The Pantry Program continues to serve families (individuals with proof of dependents living with them for whom they are responsible) every Tuesday. We have recently adapted our Pantry guidelines in light of changing client needs, and now accept families who receive State assistance or who are living at the poverty/low-income levels as defined by the State. This modification allows us to reach individuals with families who are now off of welfare but working minimum wage jobs that often pay less than their former assistance.

Our Morning Program offers education and information on legal issues, HIV/ AID­S, and sub­stance abuse. Clients are given access to various kinds of help, but the impetus for action must come from the client: the service is designed to offer much needed opportunities which the client learns to take advantage of to better herself.

Our Direct Aid   assists with emergency needs of clients.  We can help with bus passes, school books, clothing needs for work, medical prescriptions, etc. Our office helps clients make connections with other area human service agencies for shelter, food, and clothing.

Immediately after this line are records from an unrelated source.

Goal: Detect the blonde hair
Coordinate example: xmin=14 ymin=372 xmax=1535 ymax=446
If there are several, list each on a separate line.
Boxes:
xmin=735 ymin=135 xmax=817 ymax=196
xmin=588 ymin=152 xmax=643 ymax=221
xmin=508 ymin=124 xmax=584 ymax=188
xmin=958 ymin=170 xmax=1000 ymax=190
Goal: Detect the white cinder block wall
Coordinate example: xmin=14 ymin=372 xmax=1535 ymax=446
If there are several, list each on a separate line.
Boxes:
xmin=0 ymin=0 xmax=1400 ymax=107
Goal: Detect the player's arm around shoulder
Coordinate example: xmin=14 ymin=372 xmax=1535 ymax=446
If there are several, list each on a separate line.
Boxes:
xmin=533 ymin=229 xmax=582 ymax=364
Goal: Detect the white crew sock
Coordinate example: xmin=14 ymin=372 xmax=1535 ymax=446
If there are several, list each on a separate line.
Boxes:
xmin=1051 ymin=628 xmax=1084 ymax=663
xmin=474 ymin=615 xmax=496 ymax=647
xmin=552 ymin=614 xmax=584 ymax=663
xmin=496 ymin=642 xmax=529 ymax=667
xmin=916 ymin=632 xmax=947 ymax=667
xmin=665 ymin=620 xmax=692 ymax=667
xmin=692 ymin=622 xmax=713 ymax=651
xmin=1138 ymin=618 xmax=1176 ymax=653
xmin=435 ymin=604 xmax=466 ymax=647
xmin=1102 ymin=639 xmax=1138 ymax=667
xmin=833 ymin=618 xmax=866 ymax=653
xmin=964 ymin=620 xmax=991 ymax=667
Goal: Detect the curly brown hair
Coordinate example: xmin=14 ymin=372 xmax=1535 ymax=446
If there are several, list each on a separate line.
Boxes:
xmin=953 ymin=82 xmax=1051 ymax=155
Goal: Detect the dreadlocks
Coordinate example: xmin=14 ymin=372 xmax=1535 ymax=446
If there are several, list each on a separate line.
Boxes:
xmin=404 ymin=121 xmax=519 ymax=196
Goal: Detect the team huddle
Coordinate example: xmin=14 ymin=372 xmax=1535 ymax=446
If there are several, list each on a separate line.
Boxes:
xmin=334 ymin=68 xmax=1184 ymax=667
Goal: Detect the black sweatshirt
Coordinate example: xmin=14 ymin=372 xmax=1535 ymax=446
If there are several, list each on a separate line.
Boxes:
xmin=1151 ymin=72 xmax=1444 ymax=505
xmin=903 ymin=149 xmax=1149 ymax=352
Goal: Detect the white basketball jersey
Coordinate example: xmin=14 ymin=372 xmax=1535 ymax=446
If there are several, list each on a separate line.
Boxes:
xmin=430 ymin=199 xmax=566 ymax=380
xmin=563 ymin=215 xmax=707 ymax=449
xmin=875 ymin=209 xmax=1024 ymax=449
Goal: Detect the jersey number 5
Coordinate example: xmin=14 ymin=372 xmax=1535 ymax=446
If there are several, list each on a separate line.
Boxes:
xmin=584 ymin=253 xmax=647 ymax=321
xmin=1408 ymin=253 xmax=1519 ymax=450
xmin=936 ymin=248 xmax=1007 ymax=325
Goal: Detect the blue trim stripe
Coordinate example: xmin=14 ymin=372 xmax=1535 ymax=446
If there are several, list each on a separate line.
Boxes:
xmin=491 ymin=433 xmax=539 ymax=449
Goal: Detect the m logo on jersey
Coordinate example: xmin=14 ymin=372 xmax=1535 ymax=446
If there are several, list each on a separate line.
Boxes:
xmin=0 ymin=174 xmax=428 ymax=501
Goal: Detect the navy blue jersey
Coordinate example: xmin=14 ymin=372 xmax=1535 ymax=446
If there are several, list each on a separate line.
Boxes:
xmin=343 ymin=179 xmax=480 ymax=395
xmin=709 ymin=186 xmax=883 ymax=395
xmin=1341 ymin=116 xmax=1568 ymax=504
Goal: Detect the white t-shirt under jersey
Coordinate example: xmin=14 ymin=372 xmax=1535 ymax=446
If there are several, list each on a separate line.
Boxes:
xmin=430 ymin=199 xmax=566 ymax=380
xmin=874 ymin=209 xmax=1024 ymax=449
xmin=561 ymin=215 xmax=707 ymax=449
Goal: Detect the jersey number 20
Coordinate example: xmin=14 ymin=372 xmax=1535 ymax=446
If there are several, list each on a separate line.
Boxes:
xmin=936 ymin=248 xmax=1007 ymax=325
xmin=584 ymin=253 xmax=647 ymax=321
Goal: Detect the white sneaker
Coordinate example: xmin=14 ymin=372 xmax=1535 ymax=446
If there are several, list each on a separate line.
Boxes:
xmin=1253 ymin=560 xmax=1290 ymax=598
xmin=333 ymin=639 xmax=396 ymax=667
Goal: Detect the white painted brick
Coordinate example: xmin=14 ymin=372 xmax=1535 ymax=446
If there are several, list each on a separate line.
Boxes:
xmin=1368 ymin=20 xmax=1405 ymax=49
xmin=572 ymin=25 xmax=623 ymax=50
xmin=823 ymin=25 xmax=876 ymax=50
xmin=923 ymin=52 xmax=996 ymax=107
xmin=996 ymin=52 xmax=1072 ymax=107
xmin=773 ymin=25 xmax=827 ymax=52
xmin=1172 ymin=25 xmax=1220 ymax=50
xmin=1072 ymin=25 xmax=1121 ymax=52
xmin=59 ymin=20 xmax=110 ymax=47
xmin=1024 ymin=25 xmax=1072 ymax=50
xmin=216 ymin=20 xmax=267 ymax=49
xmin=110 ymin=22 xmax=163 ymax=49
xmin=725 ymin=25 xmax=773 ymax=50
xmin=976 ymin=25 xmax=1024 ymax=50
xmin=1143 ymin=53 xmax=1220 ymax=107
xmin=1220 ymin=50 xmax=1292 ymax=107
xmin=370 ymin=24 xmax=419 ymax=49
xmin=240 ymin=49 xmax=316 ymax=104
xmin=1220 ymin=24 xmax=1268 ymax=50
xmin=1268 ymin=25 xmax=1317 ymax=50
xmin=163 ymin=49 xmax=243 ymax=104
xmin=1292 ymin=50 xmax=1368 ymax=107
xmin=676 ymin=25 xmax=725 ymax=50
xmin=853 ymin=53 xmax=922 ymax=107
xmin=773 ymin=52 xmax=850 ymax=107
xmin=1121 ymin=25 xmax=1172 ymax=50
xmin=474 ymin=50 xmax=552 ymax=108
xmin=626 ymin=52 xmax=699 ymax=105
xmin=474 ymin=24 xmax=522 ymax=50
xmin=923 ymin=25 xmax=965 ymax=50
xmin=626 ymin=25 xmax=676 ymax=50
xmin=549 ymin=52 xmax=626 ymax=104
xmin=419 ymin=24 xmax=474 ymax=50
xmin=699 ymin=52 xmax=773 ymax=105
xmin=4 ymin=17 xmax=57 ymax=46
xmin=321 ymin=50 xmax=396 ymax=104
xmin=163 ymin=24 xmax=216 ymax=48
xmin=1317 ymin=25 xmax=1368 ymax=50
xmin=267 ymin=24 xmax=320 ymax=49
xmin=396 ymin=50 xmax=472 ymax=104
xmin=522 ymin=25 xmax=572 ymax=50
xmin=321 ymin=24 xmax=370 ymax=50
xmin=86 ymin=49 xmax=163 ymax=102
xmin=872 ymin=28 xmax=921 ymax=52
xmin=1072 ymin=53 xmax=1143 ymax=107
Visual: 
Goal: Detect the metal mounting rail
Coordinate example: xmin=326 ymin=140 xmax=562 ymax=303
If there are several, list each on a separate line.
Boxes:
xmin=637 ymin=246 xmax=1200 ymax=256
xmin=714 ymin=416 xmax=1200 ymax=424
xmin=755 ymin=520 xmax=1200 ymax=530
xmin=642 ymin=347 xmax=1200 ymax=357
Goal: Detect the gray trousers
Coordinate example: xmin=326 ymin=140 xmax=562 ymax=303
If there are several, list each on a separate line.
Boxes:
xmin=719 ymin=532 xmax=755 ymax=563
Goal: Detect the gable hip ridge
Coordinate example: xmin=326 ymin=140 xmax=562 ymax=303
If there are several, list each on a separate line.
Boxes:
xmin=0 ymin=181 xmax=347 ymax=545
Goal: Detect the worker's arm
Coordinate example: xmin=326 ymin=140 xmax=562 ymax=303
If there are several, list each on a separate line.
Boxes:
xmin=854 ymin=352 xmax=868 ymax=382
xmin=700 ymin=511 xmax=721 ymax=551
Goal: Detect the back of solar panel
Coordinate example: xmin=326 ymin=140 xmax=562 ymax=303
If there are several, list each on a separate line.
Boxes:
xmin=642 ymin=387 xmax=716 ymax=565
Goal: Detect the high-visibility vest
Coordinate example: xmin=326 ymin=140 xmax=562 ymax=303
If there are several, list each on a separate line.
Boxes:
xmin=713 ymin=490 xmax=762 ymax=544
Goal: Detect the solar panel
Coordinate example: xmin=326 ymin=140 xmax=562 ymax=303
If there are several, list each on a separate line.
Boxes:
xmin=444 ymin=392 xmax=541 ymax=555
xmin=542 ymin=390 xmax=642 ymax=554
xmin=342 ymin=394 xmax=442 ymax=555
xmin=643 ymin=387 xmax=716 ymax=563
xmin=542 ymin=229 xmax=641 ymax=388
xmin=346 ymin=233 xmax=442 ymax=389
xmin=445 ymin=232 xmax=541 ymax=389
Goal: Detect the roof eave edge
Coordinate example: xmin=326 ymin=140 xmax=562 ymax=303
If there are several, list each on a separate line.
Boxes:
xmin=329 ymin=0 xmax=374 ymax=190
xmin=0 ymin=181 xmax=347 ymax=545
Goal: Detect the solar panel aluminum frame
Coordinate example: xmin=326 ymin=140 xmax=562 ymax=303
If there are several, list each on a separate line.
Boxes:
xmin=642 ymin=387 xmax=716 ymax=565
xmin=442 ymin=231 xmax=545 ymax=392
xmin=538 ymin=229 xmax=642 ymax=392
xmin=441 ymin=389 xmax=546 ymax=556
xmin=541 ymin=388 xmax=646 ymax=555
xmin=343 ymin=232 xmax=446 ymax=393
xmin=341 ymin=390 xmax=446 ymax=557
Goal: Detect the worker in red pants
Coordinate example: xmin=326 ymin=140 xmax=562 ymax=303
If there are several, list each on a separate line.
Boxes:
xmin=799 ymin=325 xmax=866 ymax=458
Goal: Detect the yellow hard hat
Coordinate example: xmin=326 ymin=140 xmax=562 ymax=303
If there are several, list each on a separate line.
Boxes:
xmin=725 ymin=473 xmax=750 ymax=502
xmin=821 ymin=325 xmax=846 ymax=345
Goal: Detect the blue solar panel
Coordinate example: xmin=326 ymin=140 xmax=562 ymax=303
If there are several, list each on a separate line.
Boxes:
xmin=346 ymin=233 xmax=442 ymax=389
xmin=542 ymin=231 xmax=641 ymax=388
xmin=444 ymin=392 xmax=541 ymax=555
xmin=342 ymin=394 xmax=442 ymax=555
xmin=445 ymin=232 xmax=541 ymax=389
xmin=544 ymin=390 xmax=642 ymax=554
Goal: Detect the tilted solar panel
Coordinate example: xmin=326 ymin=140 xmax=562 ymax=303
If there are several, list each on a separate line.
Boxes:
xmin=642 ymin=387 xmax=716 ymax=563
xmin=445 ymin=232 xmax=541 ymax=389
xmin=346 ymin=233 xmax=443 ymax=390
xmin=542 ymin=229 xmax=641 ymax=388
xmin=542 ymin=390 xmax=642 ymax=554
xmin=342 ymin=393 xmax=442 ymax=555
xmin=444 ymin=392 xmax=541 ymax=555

Our Mental and Physical Health Counseling services continue to be an attempt to remedy the great lack of health care of all types now available to the poor and homeless. We offer connections to mental health counseling with outreach psychologists from Hartford Community Mental Health Association and Capitol Region Mental Health Center, who will meet individually with clients in need of psychiatric help. Nancy Guyette, nurse from Charter Oak/Rice Heights attends our facility every Monday and Wednesday during the mealtime.   She sees any and all clients who have a particular health problem, or who need medical advice, a blood-ressure check, or a sympathetic ear.  Her numbers indicate that she sees an average of 110 clients each month.

Our Catering program offers low-cost, high quality fare to a variety of clients, from individuals to State agencies. In the past year we again catered the Harriet Beecher Stowe House birthday celebration (with cake for 500), we cater West Middle School monthly PTO meetings, and many smaller meetings and luncheons. This program has come to serve as an example to us of how to offer entry level job skills for clients responsible enough to successfully com­plete a training program. Our Foods Service Training Program continues in hiatus, due chiefly to a changing economic situation at the Aetna. At the present time, as the Aetna lays off employees, they do not have space in their food service program for trainees. We will continue this program as soon as such space presents itself. Representatives from the Aetna and Loaves & Fishes remain firmly committed to the program. Our Foods Service Training Program continues to be the ONLY paid training course in the city of Hartford, helping employees learn food preparation and presentation, nutrition, as well as the daily responsibilities of holding down a job.

Our Sewing Program has continued its contract this year with the West Hartford Women’s Exchange. All money from sales of sewn goods go to the women in the program; Loaves & Fishes does not benefit monetarily. In addition, the women in the program have helped to decorate our new office space with new curtains. Officially designated a "Welfare to Work" program in 1998, this offering continues to help women develop sewing and interpersonal skills. Margrete Olsen is our sewing program instructor.

The Sewing Program was the impetus for our comprehensive business training program, Business Initiative$, which began business training courses in October of 1999, and has now completed eight successful sessions. The ninth session will begin September, 2004. This program offers many components of a traditional microenterprise program combined with elements tailored to best fit our clients and the needs we have discovered through daily interaction on Asylum Hill. We now have 43 graduates of the program, and several are in the process of preparing their loan applications. In our new space, we now can offer a business reference library and computer area for students and graduates of this program.